En efecto, eso también lo sabía yo: tenía que ir. Era la única pista que podía llevarnos a Ramón, que seguía sin dar señales de vida. Ramón y su dedo amputado, pobrecito; Ramón desconocido, Ramón ignorado por mí, un Ramón un poco turbio e inquietante pero que seguía siendo mi marido y que tal vez se encontrara ahora mismo en una situación de extremo peligro. Se lo debía.

De manera que fui. En ayunas, porque vomité la tila que intenté beberme. El Paraíso es ese antiguo café de la Gran Vía al que suelen acudir habitualmente los artistas: pintores, escritores. Tiene una barra grande en forma de U y unos veladores de hierro oscuro y mármol que fueron tomados por una horda de policías camuflados. Fue un despliegue de seguridad digno, de una superproducción de Hollywood; pero, a diferencia de las películas, aquí los agentes del orden despedían tal peste a policías que resultaba imposible ignorar su presencia. Por muy de paisano que estuvieran, era evidente, al menos para mí, que aquellos tres sólidos y rústicos muchachos de la esquina, con un sonotone cada uno en la oreja, no eran parroquianos casuales, lo mismo que el hombre de bigote de la puerta que leía eternamente la misma página del periódico, por no hablar del inspector José García, que permanecía acodado en el viejo mostrador de bronce y madera con un aire tan desinteresado e inocente como el de un buitre junto a un moribundo.
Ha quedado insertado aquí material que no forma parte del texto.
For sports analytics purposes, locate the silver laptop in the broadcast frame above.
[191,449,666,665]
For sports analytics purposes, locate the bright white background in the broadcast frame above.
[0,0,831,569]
Para las doce y media, me dijeron, ya estaban todos los hombres en sus puestos; para la una menos diez llegué yo. Me instalé en un extremo de la barra, el más lejano de la entrada, y permanecí allí con la boca seca, basculando el peso de un pie a otro y dejando de respirar cada vez que alguien empujaba desde fuera la alta y estrecha puerta de cristales opacos. Transcurrió muchísimo tiempo; el café que me habían servido se enfrió sin que lo probara, y las mandíbulas me empezaron a doler de tanto apretar los dientes. A las dos y cuarto de la tarde hubo un sobresalto, un súbito revuelo, una carga policial en toda regla. Un muchacho que había intentado escapar fue zarandeado, espachurrado en cruz contra la pared, acoquinado y registrado. Le encontraron una china de hachís y un gramo de coca de calidad mediocre, pero evidentemente no era nuestro hombre. A las tres de la tarde, mientras los del sonotone pedían bocadillos de jamón de Jabugo al camarero, el inspector García decidió que debíamos dar por terminada la operación.